In an absurd effort to compare apples and oranges, I present a series of film reviews where two films that have nothing to do with each other go head-to-head for a showdown. Bigger is not always better, but then again, sometimes it is.
Thelma and Louise? Photo: Courtesy Universal Pictures
Word of mouth convinced me that I could hope that Neighbors would be another Bridesmaids, or The Hangover. Damn you people who laugh easier than I at falling and farting humor. It's really kind of an awkward affair; isn't Seth Rogen supposed to be the frat boy, not one half of the young couple (Rogen and Rose Byrne as the Radners) you never wanted to grow up and become? And, what does it mean when the frat guy, Teddy (Zac Efron), has a better code of ethics than the normal couple with a baby? I guiltily rooted for Teddy and was sorry he didn't kick Seth Rogen's ass in their lame-o bromance fight. Not to say there isn't some good laughs in the film, where young couple goes to war with younger frat house guys over late-night noise. The best bits aren't the airbag transformed into exploding whoopee cushion slapstick, but the subtle biting stuff. A roll call of frat pledges includes names like Assjuice and Lea Michele; frat leader Teddy shows sweet uncharacteristic concern for a pledge -- odd in the frat movie world dating back to the original Animal House -- and then there's that baby calendar the Radners make at the end of the film (baby as Heisenberg with blue meth ice to suck on). I always wondered what kind of people took their baby to a rave, good to know! Then again, moral ambiguity in mainstream comedy may be a new wave in film. We have some in TV, and in shows like Veep and Moms, it's the dialog that gets the laughs.

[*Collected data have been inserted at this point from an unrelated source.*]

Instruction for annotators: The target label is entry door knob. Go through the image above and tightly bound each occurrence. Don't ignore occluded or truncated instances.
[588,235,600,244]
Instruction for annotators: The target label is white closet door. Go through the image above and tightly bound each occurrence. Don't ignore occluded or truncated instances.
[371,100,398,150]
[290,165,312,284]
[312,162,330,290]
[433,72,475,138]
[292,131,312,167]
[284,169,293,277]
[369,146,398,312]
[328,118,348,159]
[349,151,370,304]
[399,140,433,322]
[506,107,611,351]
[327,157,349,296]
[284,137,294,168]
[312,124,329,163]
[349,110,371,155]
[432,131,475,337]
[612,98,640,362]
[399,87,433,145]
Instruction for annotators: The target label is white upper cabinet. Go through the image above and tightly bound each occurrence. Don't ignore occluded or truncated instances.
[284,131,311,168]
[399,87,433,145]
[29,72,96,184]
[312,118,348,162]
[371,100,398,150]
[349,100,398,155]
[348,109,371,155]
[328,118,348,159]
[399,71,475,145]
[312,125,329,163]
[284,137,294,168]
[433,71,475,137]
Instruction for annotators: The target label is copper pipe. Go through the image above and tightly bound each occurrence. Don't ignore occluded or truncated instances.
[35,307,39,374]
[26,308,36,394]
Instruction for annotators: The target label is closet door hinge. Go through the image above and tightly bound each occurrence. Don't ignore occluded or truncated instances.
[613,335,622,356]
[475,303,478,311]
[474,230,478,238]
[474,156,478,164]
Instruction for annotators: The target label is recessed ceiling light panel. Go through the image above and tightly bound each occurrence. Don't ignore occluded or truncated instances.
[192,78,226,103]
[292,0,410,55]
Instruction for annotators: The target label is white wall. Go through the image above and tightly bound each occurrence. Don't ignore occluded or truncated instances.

Go or No? Um, uh, yeah, ok, go!
The Grand Budapest Hotel
Welcome to the Dollhouse Photo: Courtesy Fox Searchlight
In Wes Anderson's follow-up to The Fantastic Mr. Fox -- oh wait, this just feels like the film that should take the rightful place succeeding the fantastic The Fantastic Mr. Fox. Maybe that's because The Grand Budapest Hotel feels animated throughout with its many miniatures, stop-motion animation, and eclectic set design. In college there was that weirdo artist type in pottery class who intentionally made her vials, vases and flasks, lopsided and chromatically brilliant -- well, that's a Wes Anderson visual. Every scene is overly precious and charming, and yet I'm charmed. Influenced by the film pantheon that precedes him, Anderson's Budapest Hotel pricks Casablanca, Cary Grant movies, silent slapstick, and Merry Melody cartoons. There's an American nostalgia for a European cliché that is pre-industrial revolution, a sense that everything in the film was cut out, sewn, painted or made out of paper mache by hand, perhaps in the garage by small white mice. The artifice is adorable and funny. A combination of perfect comedic timing, old-timey inspired music, and dialog like this: "What have you done to your nails? This diabolical varnish is completely wrong," from M. Gustave (a fully submersed Ralph Finnes), the hotel concierge of a hip pre-war European hotel that makes the humor a verbal, audio and visual feast.
Go or No? GO!
The winner: The Grand Budapest Hotel
All of your senses will be thoroughly entertained, yes, even your sense of taste because those little Mendel's tiered pastries that we see throughout the film, will make your mouth water, along with every frame of faux snow covered mountain peak.